The two other components of a Citation most important to the employer are the "classification" which OSHA has chosen to assign to the alleged violation, and the "abatement" obligations imposed by the Citation, including, but not at all limited to, the date by which abatement must be completed.

If during an inspection the OSHA Compliance Officer finds what she believes to be a violation of an OSHA Standard, a decision must be made within OSHA as to what "type of violation" it is. This decision is made by the Area Director, not the Compliance Officer. The classifications typically used by OSHA to identify the "type of violation" are: other-than‑serious; serious; willful; criminal/willful; repeated; and de minimis. In some circumstances, OSHA will issue a Citation for an alleged violation and classify it as a violation of the "general duty clause," which is a reference to a particular section of the Occupational Safety & Health Act, and not a specific OSHA Standard.

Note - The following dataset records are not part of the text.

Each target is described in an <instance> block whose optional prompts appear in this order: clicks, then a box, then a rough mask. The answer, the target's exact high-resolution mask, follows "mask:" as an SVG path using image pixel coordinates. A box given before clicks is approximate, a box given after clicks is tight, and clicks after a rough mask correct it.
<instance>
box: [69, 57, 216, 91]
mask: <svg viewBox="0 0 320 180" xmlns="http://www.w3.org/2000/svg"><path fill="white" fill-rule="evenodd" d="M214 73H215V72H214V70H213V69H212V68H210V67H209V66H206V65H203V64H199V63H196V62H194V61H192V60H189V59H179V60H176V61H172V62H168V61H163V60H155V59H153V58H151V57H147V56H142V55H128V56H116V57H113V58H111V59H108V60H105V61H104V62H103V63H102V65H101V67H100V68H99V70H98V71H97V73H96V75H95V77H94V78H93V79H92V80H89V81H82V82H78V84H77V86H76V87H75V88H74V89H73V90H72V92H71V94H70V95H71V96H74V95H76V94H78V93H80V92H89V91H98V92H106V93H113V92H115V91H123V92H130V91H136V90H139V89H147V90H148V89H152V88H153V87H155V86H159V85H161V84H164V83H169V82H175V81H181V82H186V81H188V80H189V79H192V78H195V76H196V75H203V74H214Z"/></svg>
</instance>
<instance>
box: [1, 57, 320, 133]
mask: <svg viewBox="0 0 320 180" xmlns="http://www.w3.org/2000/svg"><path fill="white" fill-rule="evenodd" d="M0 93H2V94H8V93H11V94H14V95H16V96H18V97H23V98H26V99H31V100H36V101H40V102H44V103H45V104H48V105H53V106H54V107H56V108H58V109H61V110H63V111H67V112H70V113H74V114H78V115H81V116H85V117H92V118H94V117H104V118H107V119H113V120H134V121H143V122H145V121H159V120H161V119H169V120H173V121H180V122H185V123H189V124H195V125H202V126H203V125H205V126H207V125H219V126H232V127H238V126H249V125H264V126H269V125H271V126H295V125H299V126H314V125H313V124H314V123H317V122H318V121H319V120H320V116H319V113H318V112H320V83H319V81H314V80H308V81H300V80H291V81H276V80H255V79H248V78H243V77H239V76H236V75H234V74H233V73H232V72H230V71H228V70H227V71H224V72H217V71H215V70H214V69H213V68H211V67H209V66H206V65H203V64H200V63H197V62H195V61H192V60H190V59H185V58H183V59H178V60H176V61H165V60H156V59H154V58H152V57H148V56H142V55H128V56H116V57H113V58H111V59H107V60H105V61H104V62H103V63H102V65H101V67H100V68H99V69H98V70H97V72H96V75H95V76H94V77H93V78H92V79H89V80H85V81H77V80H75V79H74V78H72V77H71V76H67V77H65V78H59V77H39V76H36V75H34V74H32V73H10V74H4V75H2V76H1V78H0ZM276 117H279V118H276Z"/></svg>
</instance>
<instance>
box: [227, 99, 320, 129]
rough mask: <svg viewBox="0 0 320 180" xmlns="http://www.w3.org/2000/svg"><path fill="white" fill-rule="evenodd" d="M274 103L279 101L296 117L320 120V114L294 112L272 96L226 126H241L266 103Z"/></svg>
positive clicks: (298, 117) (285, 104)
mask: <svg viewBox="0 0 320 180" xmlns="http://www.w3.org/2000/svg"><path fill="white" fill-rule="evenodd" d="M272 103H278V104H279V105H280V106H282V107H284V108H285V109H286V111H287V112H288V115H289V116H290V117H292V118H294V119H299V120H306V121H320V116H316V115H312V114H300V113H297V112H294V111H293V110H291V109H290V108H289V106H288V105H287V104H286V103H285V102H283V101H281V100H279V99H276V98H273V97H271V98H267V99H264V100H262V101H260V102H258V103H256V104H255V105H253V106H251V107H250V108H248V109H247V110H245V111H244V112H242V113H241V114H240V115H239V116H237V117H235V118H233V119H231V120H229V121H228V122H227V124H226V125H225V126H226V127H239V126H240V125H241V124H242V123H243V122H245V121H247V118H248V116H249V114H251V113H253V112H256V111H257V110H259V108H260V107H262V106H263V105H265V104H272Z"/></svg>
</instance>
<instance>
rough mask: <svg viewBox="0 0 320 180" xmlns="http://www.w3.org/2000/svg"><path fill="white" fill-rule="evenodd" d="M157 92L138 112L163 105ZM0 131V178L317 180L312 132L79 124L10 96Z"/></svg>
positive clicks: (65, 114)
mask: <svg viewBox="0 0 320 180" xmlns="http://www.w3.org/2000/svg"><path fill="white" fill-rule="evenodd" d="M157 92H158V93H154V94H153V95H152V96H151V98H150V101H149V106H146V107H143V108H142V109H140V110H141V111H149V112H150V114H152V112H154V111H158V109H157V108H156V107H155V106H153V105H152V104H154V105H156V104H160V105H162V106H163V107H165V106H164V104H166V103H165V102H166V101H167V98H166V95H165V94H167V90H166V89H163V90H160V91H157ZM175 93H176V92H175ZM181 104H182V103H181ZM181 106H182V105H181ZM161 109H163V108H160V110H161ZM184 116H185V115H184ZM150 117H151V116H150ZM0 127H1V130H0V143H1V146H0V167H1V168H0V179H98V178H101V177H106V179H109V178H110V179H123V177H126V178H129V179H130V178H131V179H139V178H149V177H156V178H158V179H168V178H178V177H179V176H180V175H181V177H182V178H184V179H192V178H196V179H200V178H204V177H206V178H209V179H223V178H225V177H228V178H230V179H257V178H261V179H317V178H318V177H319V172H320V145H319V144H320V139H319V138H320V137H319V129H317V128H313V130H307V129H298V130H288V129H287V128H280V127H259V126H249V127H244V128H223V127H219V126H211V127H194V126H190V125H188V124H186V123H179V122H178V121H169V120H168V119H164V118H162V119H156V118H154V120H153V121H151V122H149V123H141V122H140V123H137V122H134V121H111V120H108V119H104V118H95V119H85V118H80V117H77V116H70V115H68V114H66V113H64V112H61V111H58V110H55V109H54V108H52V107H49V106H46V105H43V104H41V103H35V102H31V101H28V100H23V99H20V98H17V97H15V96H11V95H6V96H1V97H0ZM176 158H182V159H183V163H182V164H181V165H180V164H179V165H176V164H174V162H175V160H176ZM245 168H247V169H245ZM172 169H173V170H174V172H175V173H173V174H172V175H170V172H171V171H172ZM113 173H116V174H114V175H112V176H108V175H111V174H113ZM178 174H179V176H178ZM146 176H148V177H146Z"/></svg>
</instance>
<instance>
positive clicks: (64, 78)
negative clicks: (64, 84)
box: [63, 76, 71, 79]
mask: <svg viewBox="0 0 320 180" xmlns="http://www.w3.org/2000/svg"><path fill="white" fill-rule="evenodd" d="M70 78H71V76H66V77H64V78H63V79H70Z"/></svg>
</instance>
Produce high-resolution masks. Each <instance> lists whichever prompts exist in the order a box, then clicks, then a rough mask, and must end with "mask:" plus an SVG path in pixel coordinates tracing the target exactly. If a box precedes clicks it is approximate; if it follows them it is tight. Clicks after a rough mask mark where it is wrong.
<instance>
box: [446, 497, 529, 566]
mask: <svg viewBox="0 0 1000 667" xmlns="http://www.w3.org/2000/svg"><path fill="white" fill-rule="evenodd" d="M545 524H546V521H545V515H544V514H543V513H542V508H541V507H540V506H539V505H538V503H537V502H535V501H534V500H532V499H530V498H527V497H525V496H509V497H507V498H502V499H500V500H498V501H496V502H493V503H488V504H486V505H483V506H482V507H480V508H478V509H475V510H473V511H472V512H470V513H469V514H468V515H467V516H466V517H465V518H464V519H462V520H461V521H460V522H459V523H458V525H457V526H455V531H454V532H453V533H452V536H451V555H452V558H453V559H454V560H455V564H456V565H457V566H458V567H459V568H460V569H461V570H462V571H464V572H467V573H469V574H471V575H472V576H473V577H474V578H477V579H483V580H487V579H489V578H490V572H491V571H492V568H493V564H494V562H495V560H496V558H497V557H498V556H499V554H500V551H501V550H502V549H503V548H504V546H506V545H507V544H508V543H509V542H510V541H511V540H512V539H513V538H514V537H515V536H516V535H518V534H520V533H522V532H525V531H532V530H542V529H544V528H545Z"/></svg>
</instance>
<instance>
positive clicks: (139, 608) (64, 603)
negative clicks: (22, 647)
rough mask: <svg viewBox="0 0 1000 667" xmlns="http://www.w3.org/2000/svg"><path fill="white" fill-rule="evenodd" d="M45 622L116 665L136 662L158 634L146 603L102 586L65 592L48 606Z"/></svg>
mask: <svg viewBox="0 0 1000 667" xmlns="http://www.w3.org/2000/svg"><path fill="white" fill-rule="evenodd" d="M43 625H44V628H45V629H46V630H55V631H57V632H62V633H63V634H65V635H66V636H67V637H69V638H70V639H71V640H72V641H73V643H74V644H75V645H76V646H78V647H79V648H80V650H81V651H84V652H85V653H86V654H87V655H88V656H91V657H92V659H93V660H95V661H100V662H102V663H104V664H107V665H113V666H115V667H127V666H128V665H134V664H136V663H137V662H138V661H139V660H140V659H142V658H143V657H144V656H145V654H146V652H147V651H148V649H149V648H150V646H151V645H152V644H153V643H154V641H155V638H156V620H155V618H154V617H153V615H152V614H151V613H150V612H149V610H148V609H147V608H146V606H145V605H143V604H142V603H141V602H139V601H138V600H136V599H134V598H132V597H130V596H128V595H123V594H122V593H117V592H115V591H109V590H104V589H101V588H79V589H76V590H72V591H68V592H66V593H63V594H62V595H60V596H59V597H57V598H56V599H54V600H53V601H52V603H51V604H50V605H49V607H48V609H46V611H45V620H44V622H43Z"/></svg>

In order to make use of the Expedited Informal Settlement Agreement an employer must accept the particular classification which OSHA has chosen to describe the type of violation    found. The classification of a particular alleged violation dictates the permissible penalty range for that violation. In addition, and more importantly, the classification of a violation becomes a crucial element of the employer's "history" with OSHA. That history becomes a factor which OSHA will consider in future instances when determining the classification of a Citation for a new violation, as well as the amount of the penalty which will be assessed for any new violation. In other words, an employer's OSHA "history" is analogous to the criminal history ("rap sheet") of an individual person. The greater the number of violations, and the greater their severity, the worse it is for the employer going forward.

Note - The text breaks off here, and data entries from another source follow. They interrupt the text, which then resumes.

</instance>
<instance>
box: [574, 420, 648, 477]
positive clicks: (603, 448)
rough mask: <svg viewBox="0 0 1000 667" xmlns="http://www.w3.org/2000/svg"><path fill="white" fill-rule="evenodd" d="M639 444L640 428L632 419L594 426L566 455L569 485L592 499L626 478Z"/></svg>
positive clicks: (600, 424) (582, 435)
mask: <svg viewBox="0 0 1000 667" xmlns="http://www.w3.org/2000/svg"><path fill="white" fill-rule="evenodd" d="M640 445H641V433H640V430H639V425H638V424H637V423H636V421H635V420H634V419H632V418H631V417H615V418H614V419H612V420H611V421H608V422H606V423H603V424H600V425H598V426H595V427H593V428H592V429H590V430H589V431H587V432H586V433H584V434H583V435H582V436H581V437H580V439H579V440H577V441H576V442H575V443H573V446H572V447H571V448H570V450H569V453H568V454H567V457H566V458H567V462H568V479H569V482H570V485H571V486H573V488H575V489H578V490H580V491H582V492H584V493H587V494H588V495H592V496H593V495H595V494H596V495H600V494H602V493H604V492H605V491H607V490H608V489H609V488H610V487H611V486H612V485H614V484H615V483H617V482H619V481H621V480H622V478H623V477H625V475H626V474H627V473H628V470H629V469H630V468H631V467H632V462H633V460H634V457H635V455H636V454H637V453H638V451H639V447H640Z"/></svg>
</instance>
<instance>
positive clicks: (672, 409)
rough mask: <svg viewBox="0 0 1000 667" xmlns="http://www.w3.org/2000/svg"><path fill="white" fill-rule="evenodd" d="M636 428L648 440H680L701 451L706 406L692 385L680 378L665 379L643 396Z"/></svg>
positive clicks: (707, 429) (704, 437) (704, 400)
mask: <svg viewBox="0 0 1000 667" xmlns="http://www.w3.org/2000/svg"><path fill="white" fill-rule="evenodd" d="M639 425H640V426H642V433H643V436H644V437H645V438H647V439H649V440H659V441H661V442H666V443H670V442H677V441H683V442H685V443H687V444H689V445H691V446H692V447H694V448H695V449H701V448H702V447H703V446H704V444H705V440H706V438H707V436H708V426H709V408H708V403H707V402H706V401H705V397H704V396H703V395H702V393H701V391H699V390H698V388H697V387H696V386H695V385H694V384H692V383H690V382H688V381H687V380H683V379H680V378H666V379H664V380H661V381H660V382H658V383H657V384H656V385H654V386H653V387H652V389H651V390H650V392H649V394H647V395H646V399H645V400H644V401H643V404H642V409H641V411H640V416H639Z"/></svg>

Even though the classification is of crucial importance and will impact the employer for years, OSHA conditions the use of the Expedited Informal Settlement Agreement (and hence the proffered reduction in penalty) on the employer's acceptance, carte blanche, of OSHA's classification of the type of violation. As the cover letter accompanying the Expedited Informal Settlement Agreement states, "if you wish to discuss, change or object to any aspect of the inspection or citations - - - including abatement dates, validity of violations, classification of violations - the Expedited Informal Settlement Agreement can not be used."

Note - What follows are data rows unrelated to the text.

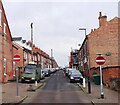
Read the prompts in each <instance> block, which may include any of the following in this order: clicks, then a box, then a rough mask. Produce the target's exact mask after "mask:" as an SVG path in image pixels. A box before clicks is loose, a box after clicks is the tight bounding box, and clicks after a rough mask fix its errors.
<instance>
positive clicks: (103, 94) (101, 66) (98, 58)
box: [96, 55, 105, 99]
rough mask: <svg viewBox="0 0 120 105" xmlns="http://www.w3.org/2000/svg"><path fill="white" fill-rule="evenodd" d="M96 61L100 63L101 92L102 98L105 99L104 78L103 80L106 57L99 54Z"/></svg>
mask: <svg viewBox="0 0 120 105" xmlns="http://www.w3.org/2000/svg"><path fill="white" fill-rule="evenodd" d="M96 63H97V64H98V65H100V90H101V91H100V93H101V98H102V99H104V92H103V80H102V65H103V64H104V63H105V59H104V58H103V57H102V56H101V55H99V56H98V57H97V58H96Z"/></svg>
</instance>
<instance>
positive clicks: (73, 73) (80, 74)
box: [71, 73, 82, 76]
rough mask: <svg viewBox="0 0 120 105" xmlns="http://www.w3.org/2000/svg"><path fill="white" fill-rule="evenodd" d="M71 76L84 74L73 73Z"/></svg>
mask: <svg viewBox="0 0 120 105" xmlns="http://www.w3.org/2000/svg"><path fill="white" fill-rule="evenodd" d="M71 76H82V74H81V73H72V74H71Z"/></svg>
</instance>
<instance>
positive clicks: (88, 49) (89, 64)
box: [78, 12, 120, 88]
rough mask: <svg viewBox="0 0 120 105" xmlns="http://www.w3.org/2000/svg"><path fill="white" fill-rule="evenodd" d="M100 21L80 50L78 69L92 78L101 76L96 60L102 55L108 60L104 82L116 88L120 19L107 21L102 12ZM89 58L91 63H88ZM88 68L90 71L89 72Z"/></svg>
mask: <svg viewBox="0 0 120 105" xmlns="http://www.w3.org/2000/svg"><path fill="white" fill-rule="evenodd" d="M98 20H99V27H98V28H97V29H92V30H91V32H90V33H89V34H88V35H87V37H86V38H85V40H84V42H83V44H82V46H81V48H80V49H79V52H78V59H79V60H78V65H79V67H78V68H79V69H80V70H81V71H83V72H86V75H91V78H92V75H93V74H95V73H96V74H98V75H99V65H97V64H96V62H95V59H96V57H97V56H98V55H97V54H102V55H103V57H104V58H105V60H106V62H105V64H104V65H102V67H103V82H104V84H105V85H107V86H108V87H111V88H115V85H116V83H118V82H117V81H118V79H119V78H120V74H119V73H120V72H119V71H120V64H119V59H120V57H119V50H118V49H119V36H120V33H119V30H120V18H118V17H114V18H113V19H111V20H110V21H107V16H105V15H102V13H101V12H100V13H99V17H98ZM87 58H88V59H89V61H88V62H89V63H87ZM88 64H89V65H88ZM88 67H89V69H90V71H89V72H88ZM88 73H89V74H88Z"/></svg>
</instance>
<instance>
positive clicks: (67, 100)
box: [30, 71, 91, 103]
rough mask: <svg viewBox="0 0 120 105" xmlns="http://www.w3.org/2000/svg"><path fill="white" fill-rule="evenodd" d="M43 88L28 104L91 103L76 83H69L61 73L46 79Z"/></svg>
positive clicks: (67, 79)
mask: <svg viewBox="0 0 120 105" xmlns="http://www.w3.org/2000/svg"><path fill="white" fill-rule="evenodd" d="M44 82H45V86H44V87H43V88H42V89H41V90H40V91H39V92H38V94H37V95H36V96H35V97H34V98H33V99H32V100H31V101H30V103H91V101H90V100H89V98H88V97H87V96H86V95H85V94H84V93H83V91H82V90H81V89H80V87H78V85H77V84H76V83H70V82H69V79H68V78H67V77H66V76H65V75H64V73H63V71H57V72H56V73H55V74H52V75H51V76H50V77H48V79H46V81H44Z"/></svg>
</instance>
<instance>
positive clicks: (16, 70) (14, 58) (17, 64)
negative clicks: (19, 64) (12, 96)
mask: <svg viewBox="0 0 120 105" xmlns="http://www.w3.org/2000/svg"><path fill="white" fill-rule="evenodd" d="M13 61H14V62H16V88H17V89H16V90H17V96H18V70H19V68H18V62H20V56H19V55H15V56H14V57H13Z"/></svg>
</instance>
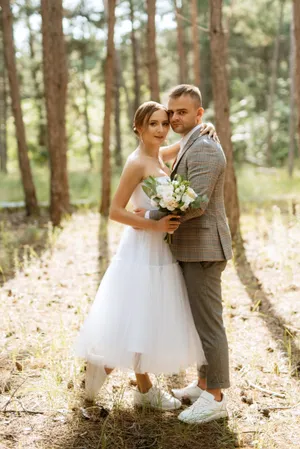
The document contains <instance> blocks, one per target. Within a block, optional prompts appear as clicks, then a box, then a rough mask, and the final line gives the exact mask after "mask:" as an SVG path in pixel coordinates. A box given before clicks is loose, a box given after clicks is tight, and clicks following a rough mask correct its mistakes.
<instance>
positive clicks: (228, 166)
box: [210, 0, 240, 238]
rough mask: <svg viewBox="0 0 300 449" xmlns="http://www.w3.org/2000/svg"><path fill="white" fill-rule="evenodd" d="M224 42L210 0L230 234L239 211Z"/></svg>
mask: <svg viewBox="0 0 300 449" xmlns="http://www.w3.org/2000/svg"><path fill="white" fill-rule="evenodd" d="M225 42H226V39H225V36H224V30H223V27H222V0H210V50H211V76H212V89H213V100H214V109H215V117H216V129H217V132H218V135H219V138H220V141H221V144H222V147H223V149H224V152H225V155H226V159H227V169H226V178H225V193H224V197H225V206H226V213H227V217H228V221H229V226H230V230H231V235H232V237H233V238H234V237H235V236H236V235H237V233H238V231H239V217H240V211H239V201H238V194H237V183H236V176H235V171H234V165H233V148H232V142H231V125H230V115H229V114H230V111H229V97H228V90H229V88H228V77H227V71H226V48H225Z"/></svg>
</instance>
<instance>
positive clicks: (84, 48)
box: [81, 46, 94, 170]
mask: <svg viewBox="0 0 300 449" xmlns="http://www.w3.org/2000/svg"><path fill="white" fill-rule="evenodd" d="M84 50H85V46H82V47H81V60H82V87H83V91H84V111H83V115H84V124H85V135H86V143H87V148H86V149H87V154H88V158H89V163H90V169H91V170H92V168H93V166H94V161H93V156H92V142H91V139H90V121H89V99H88V97H89V91H88V88H87V85H86V82H85V72H86V64H85V51H84Z"/></svg>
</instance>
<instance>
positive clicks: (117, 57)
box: [114, 51, 123, 168]
mask: <svg viewBox="0 0 300 449" xmlns="http://www.w3.org/2000/svg"><path fill="white" fill-rule="evenodd" d="M114 90H115V109H114V116H115V151H114V157H115V165H116V167H118V168H121V167H122V165H123V160H122V144H121V142H122V139H121V108H120V90H121V58H120V55H119V52H118V51H116V52H115V89H114Z"/></svg>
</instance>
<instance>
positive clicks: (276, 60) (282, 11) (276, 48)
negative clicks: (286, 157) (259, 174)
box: [266, 0, 284, 165]
mask: <svg viewBox="0 0 300 449" xmlns="http://www.w3.org/2000/svg"><path fill="white" fill-rule="evenodd" d="M283 7H284V0H280V11H279V21H278V29H277V34H276V39H275V43H274V52H273V58H272V69H271V80H270V90H269V95H268V119H267V129H268V131H267V154H266V156H267V163H268V165H272V121H273V111H274V100H275V89H276V81H277V69H278V57H279V45H280V35H281V29H282V22H283Z"/></svg>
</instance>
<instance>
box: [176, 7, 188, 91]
mask: <svg viewBox="0 0 300 449" xmlns="http://www.w3.org/2000/svg"><path fill="white" fill-rule="evenodd" d="M174 7H175V15H176V24H177V53H178V67H179V77H178V82H179V84H184V83H187V55H186V53H185V49H184V28H183V24H182V17H181V16H182V6H180V7H179V6H178V0H174Z"/></svg>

The catch here is that in virtually all instances the employer should want to discuss and negotiate those very issues so as to get the fairest and most workable deal possible. The penalty is, in effect, simply the "price" the employer has to pay for the "product" being purchased, and that product is a settlement agreement with OSHA. It is best for the employer to get the most bang for its buck by reducing the total number of violations, obtaining the most favorable classification of each violation, and by structuring the abatement obligations so that they are workable for, as well as an added value to, the employer's ongoing operations.